Carol, your point that we should be able to manage our own CPAP equipment is logical & I share the sentiment, but as Mike's helpful log of the labeling requirements shows, such devices are required by federal law to be operated under the supervision of a practitioner licensed by law to direct the use of such device, blah blah blah. I'm not defending the FDA labeling, in fact I don't agree with it, but I am stating the danger of advocating that folks undertake their own CPAP management without letting them know that there are potential, if remote & unlikely, consequences for doing so. How did this get to be such an emotional issue that the suggestion of disclosure raises such ire?

sleepycarol said:
If it is illegal for one to change THEIR own pressure -- I would like to see a copy where it states this within the law itself --meaning the actual statues. It IS illegal for a DME to change the pressure without a script -- but no ONE has been able to produce the exact context of the law about patients changing their OWN pressure. As such you, as a RTT, have to make full disclosure about changing pressure since YOU can not change pressure without a doctor's script.

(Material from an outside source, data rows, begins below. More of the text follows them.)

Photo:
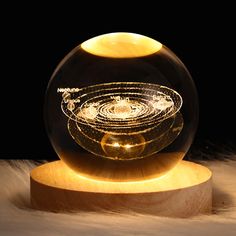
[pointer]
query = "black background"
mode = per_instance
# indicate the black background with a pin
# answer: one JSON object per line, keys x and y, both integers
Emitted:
{"x": 34, "y": 38}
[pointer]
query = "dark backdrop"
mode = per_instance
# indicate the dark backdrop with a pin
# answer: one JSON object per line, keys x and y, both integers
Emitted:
{"x": 34, "y": 38}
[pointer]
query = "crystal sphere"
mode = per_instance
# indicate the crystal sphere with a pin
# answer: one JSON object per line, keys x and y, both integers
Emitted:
{"x": 121, "y": 107}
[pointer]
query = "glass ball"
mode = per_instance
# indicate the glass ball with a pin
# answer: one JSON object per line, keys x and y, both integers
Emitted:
{"x": 121, "y": 107}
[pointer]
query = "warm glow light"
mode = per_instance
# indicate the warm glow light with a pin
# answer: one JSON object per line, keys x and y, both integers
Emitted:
{"x": 115, "y": 144}
{"x": 127, "y": 146}
{"x": 178, "y": 177}
{"x": 121, "y": 45}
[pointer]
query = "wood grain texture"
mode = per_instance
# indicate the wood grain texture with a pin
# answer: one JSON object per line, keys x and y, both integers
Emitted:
{"x": 185, "y": 191}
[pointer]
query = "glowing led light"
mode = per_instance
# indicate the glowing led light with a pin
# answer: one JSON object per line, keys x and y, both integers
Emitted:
{"x": 117, "y": 103}
{"x": 114, "y": 114}
{"x": 121, "y": 45}
{"x": 116, "y": 144}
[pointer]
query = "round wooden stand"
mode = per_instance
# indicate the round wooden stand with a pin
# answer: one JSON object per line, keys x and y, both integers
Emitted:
{"x": 184, "y": 191}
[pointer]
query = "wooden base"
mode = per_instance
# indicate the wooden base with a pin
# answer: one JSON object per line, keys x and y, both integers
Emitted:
{"x": 184, "y": 191}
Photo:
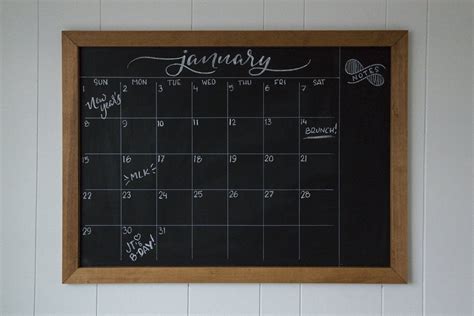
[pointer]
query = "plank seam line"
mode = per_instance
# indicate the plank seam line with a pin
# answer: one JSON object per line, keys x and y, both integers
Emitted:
{"x": 37, "y": 156}
{"x": 425, "y": 122}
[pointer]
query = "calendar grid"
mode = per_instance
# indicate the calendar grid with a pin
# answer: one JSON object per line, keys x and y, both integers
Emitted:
{"x": 121, "y": 174}
{"x": 192, "y": 173}
{"x": 339, "y": 165}
{"x": 263, "y": 171}
{"x": 227, "y": 168}
{"x": 271, "y": 123}
{"x": 299, "y": 172}
{"x": 156, "y": 173}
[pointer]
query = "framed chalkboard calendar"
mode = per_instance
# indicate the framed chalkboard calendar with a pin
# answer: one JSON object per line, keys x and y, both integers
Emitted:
{"x": 235, "y": 156}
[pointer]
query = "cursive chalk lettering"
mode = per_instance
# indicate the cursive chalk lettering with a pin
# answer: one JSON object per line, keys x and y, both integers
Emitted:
{"x": 256, "y": 65}
{"x": 103, "y": 103}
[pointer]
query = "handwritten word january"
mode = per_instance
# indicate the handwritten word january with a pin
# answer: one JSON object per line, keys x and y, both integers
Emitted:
{"x": 256, "y": 65}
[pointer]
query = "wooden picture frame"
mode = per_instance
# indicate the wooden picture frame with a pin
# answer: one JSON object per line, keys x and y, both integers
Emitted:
{"x": 72, "y": 272}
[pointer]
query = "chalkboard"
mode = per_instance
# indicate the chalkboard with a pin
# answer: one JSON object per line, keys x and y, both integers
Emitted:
{"x": 235, "y": 156}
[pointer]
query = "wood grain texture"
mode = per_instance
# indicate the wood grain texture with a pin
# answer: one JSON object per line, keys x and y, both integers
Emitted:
{"x": 233, "y": 275}
{"x": 399, "y": 158}
{"x": 396, "y": 273}
{"x": 234, "y": 38}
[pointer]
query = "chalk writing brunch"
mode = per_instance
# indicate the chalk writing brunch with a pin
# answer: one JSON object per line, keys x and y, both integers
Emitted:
{"x": 256, "y": 65}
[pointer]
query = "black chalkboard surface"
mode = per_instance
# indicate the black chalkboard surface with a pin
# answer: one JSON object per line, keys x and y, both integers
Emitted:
{"x": 235, "y": 156}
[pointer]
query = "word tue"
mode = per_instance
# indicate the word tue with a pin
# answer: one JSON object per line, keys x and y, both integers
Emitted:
{"x": 103, "y": 103}
{"x": 257, "y": 66}
{"x": 136, "y": 248}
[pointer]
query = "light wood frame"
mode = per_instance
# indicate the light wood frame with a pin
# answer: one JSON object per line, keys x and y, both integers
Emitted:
{"x": 398, "y": 270}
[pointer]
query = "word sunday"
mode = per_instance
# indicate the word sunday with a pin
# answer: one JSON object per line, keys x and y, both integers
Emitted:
{"x": 257, "y": 65}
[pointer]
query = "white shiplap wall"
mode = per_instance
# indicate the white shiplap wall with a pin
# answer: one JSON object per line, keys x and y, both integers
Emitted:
{"x": 440, "y": 144}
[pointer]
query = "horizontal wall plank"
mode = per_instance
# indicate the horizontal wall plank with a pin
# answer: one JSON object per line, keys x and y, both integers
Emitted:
{"x": 227, "y": 15}
{"x": 280, "y": 299}
{"x": 340, "y": 299}
{"x": 140, "y": 299}
{"x": 283, "y": 14}
{"x": 224, "y": 299}
{"x": 345, "y": 14}
{"x": 146, "y": 15}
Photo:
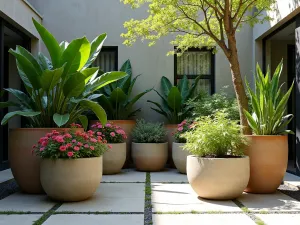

If you are proactive, have the software, are prudent about your changes I see no reason why one shouldn't change THEIR own pressure.

A diabetic is allowed to monitor their therapy and adjust accordingly. This is far more dangerous than a machine blowing air. And does the law ACTUALLY state in diabetes therapy that it is okay for them to do these things or is it just "understood" that they will be proactive.